Perhaps this change of tone may have had some connection with the recent change on the throne, in which the accession of a Catholic monarch may have given new courage to Maryland, and abated somewhat the confidence of Virginia. If so, it was but a transitory hope, born to a sad disappointment.

The documents afford but little more information.

Lord Baltimore, being in London, appears to have interceded with the King for some favor to Talbot, and writes to the Council on the third of July, "that it formerly was and still is the King's pleasure, that Talbot shall be brought over, in the Quaker Ketch, to England, to receive his trial there; and that, in order thereto, his Majesty had sent his commands to the Governor of Virginia to deliver him to Captain Allen, commander of said ketch, who is to bring him over." The Proprietary therefore directs his Council to send the prisoner to the Governor of Virginia, "to the end that his Majesty's pleasure may be fulfilled."

This letter was received on the 7th of October, 1685, and Talbot was accordingly sent, under the charge of Gilbert Clarke and a proper guard, to Lord Effingham, who gives Clarke a regular business receipt, as if he had brought him a hogshead of tobacco, and appends to it a short apologetic explanation of his previous rudeness, which we may receive as another proof of his distrust of the favor of the new monarch. "I had not been so urgent," he says, "had I not had advices from England, last April, of the measures that were taken there concerning him."

After this my chronicle is silent.
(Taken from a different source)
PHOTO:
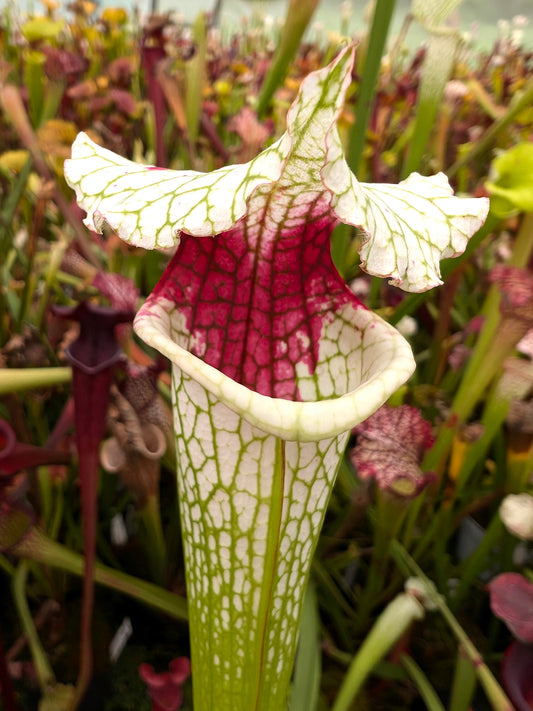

We have no further tidings of Talbot. The only hint for a conjecture is the marginal note of "The Landholder's Assistant," got from Chalmers: "He was, I believe," says the note, "tried and convicted, and finally pardoned by James the Second." This is probably enough. For I suppose him to have been of the same family with that Earl of Tyrconnel equally distinguished for his influence with James the Second as for his infamous life and character, who held at this period unbounded sway at the English Court. I hope, for the honor of our hero, that he preserved no family-likeness to that false-hearted, brutal, and violent favorite, who is made immortal in Macaulay's pages as Lying Dick Talbot. Through his intercession his kinsman may have been pardoned, or even never brought to trial.